This is easy, delicious, complex in flavor, and is great change from all of those holiday sweets. Use a combination of fresh and dried fruits; it’s all very flexible. Serve warm–as a dessert with a dollop of creme fraiche, or as a condiment for main course meats.
Note: cook at 250 degrees for several hours–I recommend 5 hours.
Ingredients:
Fruits:
4 medium to large fresh apples, cored and chopped (it’s fine to leave the peel on) OR 1 1/2 cups of applesauce
2 cups total of dried fruit in small pieces, such as figs, prunes, raisins, dried cranberries, and anything else that catches your fancy (note: scissors make quick work of this)
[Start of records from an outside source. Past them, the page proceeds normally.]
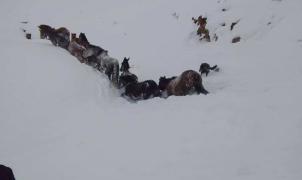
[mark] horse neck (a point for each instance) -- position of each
(126, 72)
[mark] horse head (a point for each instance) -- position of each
(163, 83)
(125, 65)
(84, 41)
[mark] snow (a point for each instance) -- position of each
(60, 119)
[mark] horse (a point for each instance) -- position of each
(76, 48)
(110, 66)
(205, 68)
(92, 54)
(187, 83)
(141, 90)
(58, 37)
(84, 39)
(6, 173)
(126, 76)
(45, 30)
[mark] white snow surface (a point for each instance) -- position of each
(60, 119)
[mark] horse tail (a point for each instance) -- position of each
(214, 67)
(115, 74)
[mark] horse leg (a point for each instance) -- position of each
(200, 89)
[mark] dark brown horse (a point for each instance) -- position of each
(126, 76)
(188, 82)
(76, 48)
(205, 68)
(58, 37)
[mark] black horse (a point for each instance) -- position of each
(141, 90)
(84, 39)
(6, 173)
(126, 76)
(187, 83)
(205, 68)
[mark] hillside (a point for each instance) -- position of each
(60, 119)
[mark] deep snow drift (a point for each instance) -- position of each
(60, 119)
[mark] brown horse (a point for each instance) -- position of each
(187, 83)
(76, 48)
(6, 173)
(58, 37)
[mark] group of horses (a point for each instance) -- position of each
(186, 83)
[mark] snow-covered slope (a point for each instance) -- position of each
(60, 119)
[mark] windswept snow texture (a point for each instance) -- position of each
(60, 119)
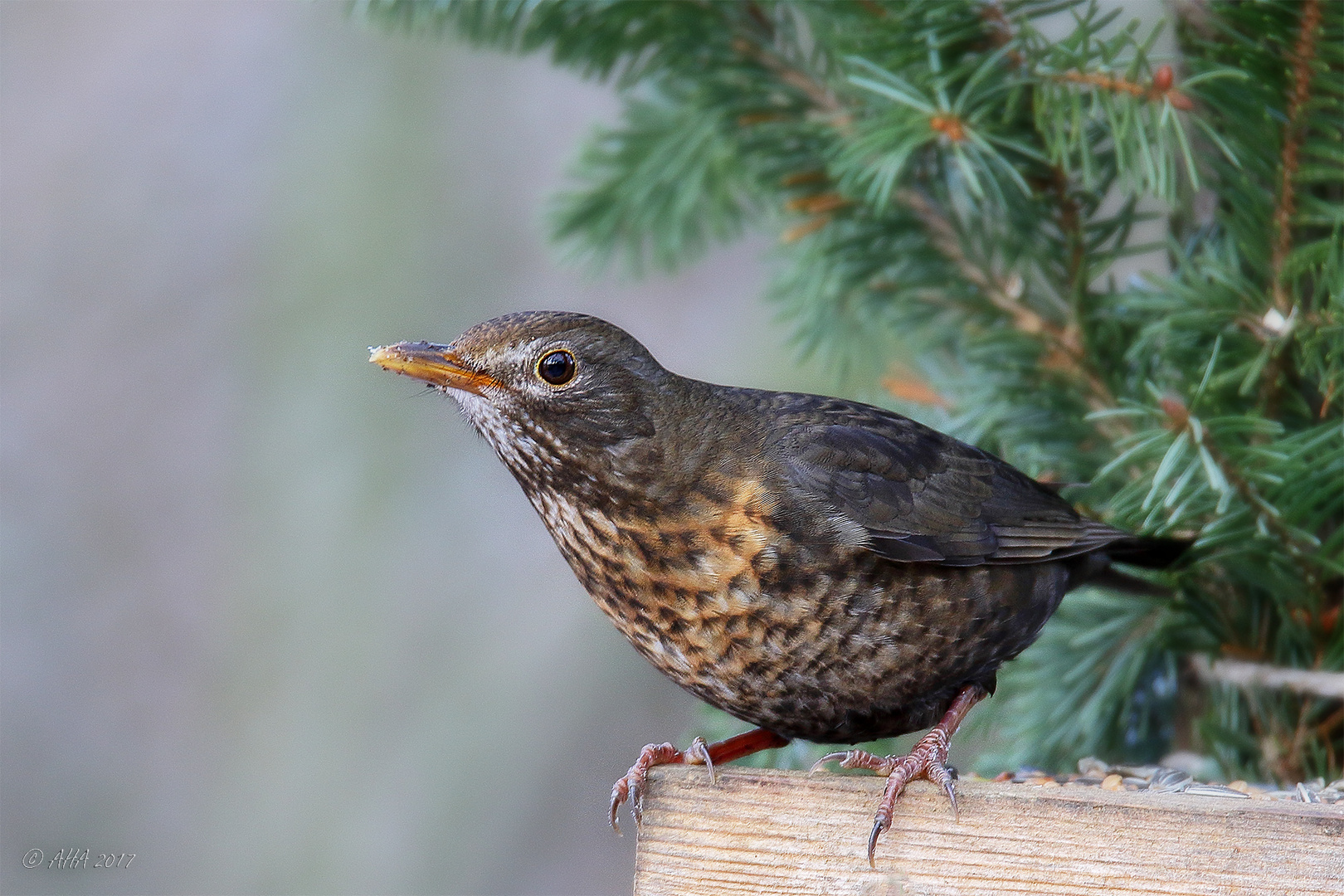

1 lemon–juice and peel (grated or chopped fine)
optional: fresh, canned, or dried pineapple, chopped
Spices:
1 teaspoon cinnamon
1/2 teaspoon ginger
1/2 teaspoon nutmeg
Liquid:
3/4 cup of water or fruit juice (cider, orange, pineapple–whatever you have)
Method:
Preheat oven to 250 degrees.
Combine fruit and spices in a 9×13″ glass pan. Add enough liquid so that its 1/4″ to 1/2″ deep on the bottom of the pan.
Bake for 20-30 minutes or until everything is hot, then cover with aluminum foil to keep the fruit from drying out.
Stir every hour or so until done.
The long baking time softens the fruit and gives the flavors time to mingle. Bland after 1 hour, this is delicious after 3, 4, or 5 hours.